Dem Bericht zufolge wendet NBIM „Aspiration Scores“ für Klima und Natur zur Bewertung der Portfoliounternehmen an. Im Klimabereich lag der durchschnittliche Score bei 52 von 100 Punkten, ein Anstieg von fast 4 Punkten gegenüber 2024; im Naturbereich lag er bei 36 Punkten und blieb damit weitgehend unverändert. Europäische Unternehmen lagen bei den Scores an der Spitze.
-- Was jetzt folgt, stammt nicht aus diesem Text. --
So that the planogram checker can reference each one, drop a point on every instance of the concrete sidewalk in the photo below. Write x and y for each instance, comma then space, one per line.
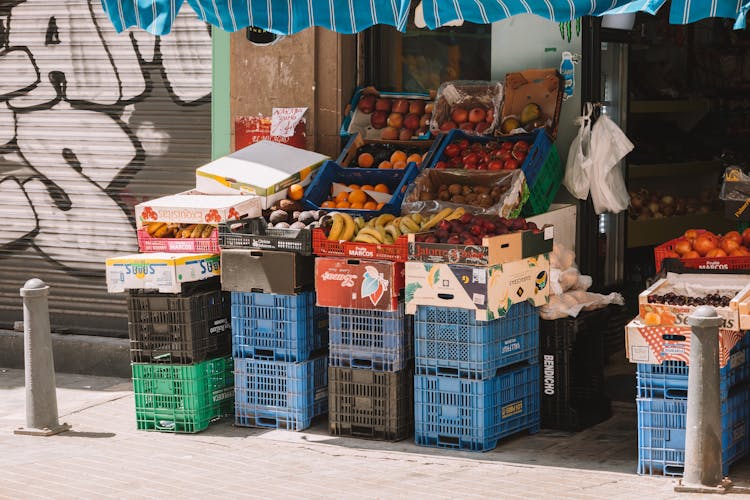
104, 456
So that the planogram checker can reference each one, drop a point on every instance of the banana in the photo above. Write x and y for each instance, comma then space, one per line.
349, 227
366, 238
435, 220
457, 213
372, 232
384, 219
337, 228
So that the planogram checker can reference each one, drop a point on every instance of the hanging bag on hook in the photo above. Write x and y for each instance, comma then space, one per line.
579, 166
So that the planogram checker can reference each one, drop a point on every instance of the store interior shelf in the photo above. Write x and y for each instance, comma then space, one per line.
698, 105
644, 171
656, 231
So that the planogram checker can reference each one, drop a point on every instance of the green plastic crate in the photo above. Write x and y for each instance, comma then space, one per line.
547, 183
183, 398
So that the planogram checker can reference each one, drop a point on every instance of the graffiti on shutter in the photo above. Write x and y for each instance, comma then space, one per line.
63, 67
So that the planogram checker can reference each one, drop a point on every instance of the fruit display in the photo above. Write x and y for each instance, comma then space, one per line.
384, 229
470, 229
468, 106
492, 155
173, 230
646, 204
392, 118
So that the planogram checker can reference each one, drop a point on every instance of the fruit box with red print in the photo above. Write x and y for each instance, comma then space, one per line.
670, 300
490, 291
358, 284
653, 345
194, 207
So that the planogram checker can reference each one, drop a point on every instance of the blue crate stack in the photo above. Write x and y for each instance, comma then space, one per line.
476, 381
278, 344
662, 411
370, 375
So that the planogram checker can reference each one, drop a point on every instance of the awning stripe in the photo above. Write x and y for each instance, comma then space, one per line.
350, 16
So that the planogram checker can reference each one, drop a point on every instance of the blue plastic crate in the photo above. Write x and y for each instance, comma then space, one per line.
280, 395
661, 433
452, 343
277, 327
474, 415
670, 378
376, 340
Darüber hinaus führte NBIM 2025 einen „Climate Performance Score“ ein, der anhand von sieben Faktoren prüft, inwieweit Klimazusagen von Unternehmen in konkrete Maßnahmen umgesetzt werden, darunter Fortschritte bei Emissionszielen und Trends der Emissionsintensität.
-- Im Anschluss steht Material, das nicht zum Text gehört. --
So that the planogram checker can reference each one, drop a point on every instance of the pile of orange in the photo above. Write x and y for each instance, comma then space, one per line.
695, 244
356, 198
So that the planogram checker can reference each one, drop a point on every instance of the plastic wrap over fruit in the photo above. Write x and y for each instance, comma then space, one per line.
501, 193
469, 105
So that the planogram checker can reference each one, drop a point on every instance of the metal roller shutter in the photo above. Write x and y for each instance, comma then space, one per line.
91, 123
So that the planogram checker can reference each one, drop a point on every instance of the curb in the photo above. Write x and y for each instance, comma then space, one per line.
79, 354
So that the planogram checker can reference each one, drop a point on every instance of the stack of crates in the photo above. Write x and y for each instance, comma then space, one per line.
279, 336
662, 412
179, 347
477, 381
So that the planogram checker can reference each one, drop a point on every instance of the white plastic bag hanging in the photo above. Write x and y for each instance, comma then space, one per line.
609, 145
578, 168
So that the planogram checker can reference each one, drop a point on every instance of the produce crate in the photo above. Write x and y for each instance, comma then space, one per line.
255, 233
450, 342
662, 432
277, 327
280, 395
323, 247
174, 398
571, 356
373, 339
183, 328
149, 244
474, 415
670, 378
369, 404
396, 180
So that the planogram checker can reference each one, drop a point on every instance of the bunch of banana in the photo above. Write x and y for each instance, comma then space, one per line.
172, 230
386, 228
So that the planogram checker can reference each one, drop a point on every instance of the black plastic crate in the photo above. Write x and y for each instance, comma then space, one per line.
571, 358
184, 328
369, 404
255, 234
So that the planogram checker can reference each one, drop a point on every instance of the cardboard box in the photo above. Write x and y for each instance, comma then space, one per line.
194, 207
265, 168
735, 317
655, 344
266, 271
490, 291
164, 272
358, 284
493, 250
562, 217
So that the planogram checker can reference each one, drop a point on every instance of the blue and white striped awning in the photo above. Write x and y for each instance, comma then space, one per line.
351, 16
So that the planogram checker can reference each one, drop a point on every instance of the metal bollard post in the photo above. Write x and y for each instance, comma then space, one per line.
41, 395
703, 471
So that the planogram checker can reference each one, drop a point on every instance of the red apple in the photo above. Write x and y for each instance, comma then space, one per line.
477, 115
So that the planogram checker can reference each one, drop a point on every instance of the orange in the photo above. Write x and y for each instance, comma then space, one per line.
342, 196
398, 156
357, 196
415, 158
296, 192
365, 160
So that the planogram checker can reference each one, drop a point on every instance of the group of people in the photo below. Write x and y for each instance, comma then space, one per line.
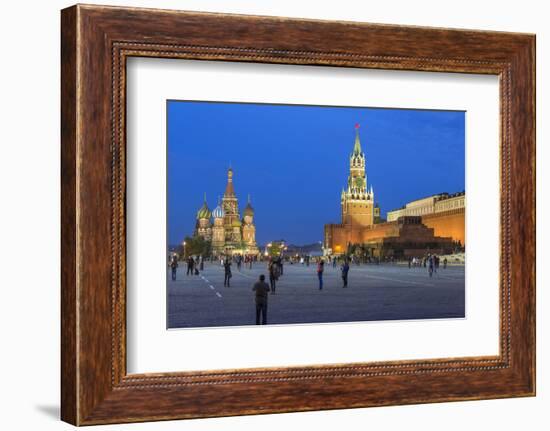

Bei der Verfolgung von Lobbyaktivitäten nutzt NBIM das KI-System der gemeinnützigen Organisation Danu Insight zur Überwachung klimabezogener Unternehmenslobbying. Daten von über 1.200 Portfoliounternehmen zeigen, dass 61 % der Unternehmen auf eine Weise lobbyieren, die mit dem Ziel vereinbar ist, die globale Erwärmung auf 1,5 Grad Celsius zu begrenzen. Wird jedoch das Lobbying von Handelsorganisationen einbezogen, sinkt dieser Anteil auf 14 %. Thomas O’Neill, Gründer von Danu Insight, erklärte: „Sie unterliegen nicht demselben Druck, der einige Unternehmen einschränkt. Es wird keinen Verbraucherboykott geben. Man kann nicht zu viel Druck auf sie ausüben.“
Basierend auf Klima- und Naturrisiken entfernte NBIM im Jahr 2025 elf Unternehmen aus seinem Portfolio, verglichen mit zehn im Vorjahr, ohne jedoch konkrete Namen zu nennen. Gleichzeitig schloss der Fonds aus ethischen Gründen Unternehmen aus dem Kohlesektor aus, wie etwa die US-Unternehmen NRG Energy, Xcel Energy und DTE Energy. Vier weitere kanadische Unternehmen – Canadian Natural Resources, Cenovus Energy, Suncor Energy und Imperial Oil – wurden wegen „inakzeptabler Treibhausgasemissionen“ infolge der Ölförderung aus Ölsanden ausgeschlossen. Diese Maßnahmen spiegeln die kontinuierlichen Bemühungen von NBIM im Bereich nachhaltiger Investitionen wider und bieten eine Referenz für die globale Vermögensverwaltungsbranche.